EU Releases a Statement Welcoming Cease-Fire Agreements
European Union’s High Representative/Vice President Josep Borrell announced that the EU welcomes humanitarian truce in Nagorno-Karabakh but remains alert about the agreement violations. EU calls for a strict cease-fire on both sides and reinstates that no attacks on civilians will be justified. 
 
Casualties Reach Over 500 Dead and 5,000 Wounded
Armenian officials reported a death toll of 673 soldiers since September 27th. Baku does not release information about its military casualties. Azerbaijan had said 14 civilians were killed and over 40 were wounded after two rockets hit apartment buildings in the city of Ganja.
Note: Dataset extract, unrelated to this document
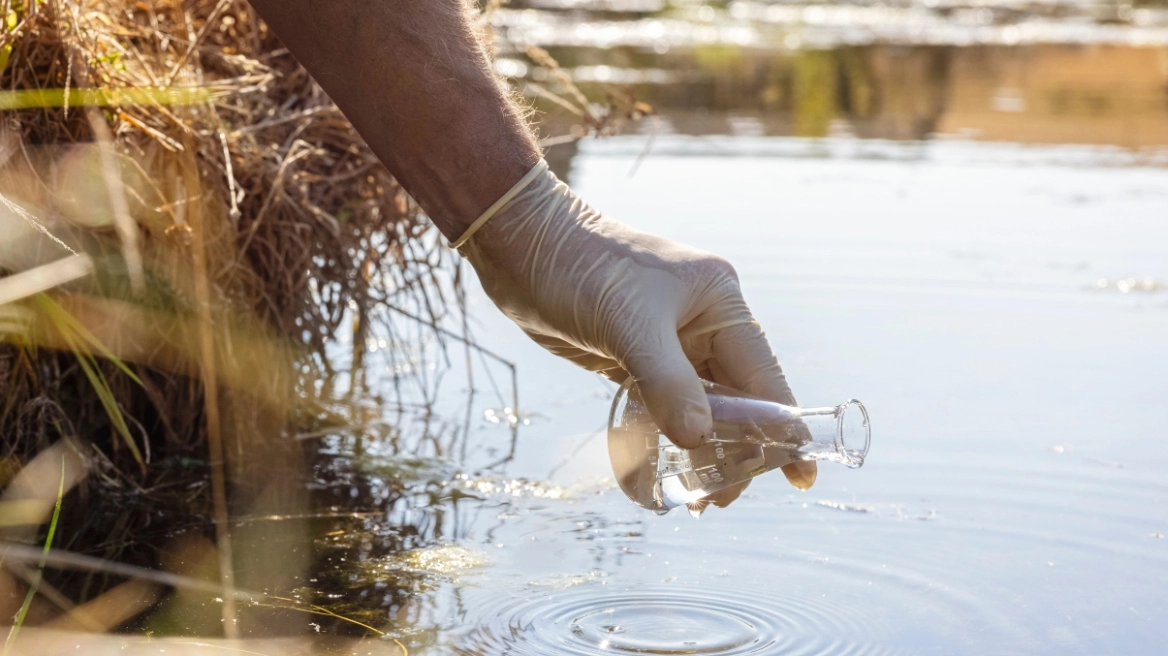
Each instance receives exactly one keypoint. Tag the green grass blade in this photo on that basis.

Azeri officials added that approximately 250 Azeris were injured throughout the conflict. The current civilian death toll in Nagorno-Karabakh is 34 with 106 wounded. Over 6 journalists have been injured reporting from the frontlines. 
 
UN Secretary-General Charges Baku and Yerevan to Uphold the Truce
Antonio Guterres denounced attacks on civilian localities in Ganja, Stepanakert/Khankendi, and other areas in Nagorno-Karabakh. UN chief has said he regrets that both sides disregarded repeated calls for an immediate cease-fire under international law. 
 
Pompeo to Host Armenian and Azerbaijani Foreign Ministers 
Secretary of State Mike Pompeo is scheduled to separately meet with Armenian and Azerbaijani foreign ministers this Friday. Armenia’s ambassador to the US praised Pompeo for his earlier remarks about Turkish involvement in supplying weaponry to Azerbaijan on Oct. 15th.
 
Iran Warns Armenia and Azerbaijan About Stray Fire
Iran’s Foreign Ministry alerted Armenia and Azerbaijan to cease stray fire after ten rockets reportedly destroyed a building and wounded one person in Iran’s county of Khoda Afarin.
 
Azeri Officials Deny Allegations of Syrian Mercenary Involvement 
Azerbaijan and Turkey continue to deny allegations about the presence of Turkish-backed Syrian mercenaries after major publications interviewed families of 52 dead Syrian men. Azeri and Turkish officials call allegations “Armenian provocation” citing lack of evidence and earlier French and Russian support for Armenia in the Minsk Agreements. Earlier, French and Iranian presidents alongside Russian intelligence officials issued statements supporting the allegation without presenting substantial proof. 
 
UNICEF Appeals for Upholding Truce Agreement, Citing Civilian Suffering 
UNICEF appealed for the implementation of a cease-fire agreement stating that children, families, and civilian facilities must be protected under international and humanitarian laws.
 
Sources: Reuters, The New York Times, The Guardian, Polish Press Agency, RFE/RL, NPR, Aljazeera, UN News, Politico, Wall Street Journal, EU External Action, UNICEF

Transnistria 

Transnistrian Officials Want to Resume Talks with Moldova
Transnistrian ‘foreign minister’ Vitaly Ignatyev announced that Transnistria wants to participate in 5+2 format talks to resolve issues relating to the Berlin Plus package, an agreement between the EU and NATO. Since July 2020, both sides announced that they were ready for settlement talks.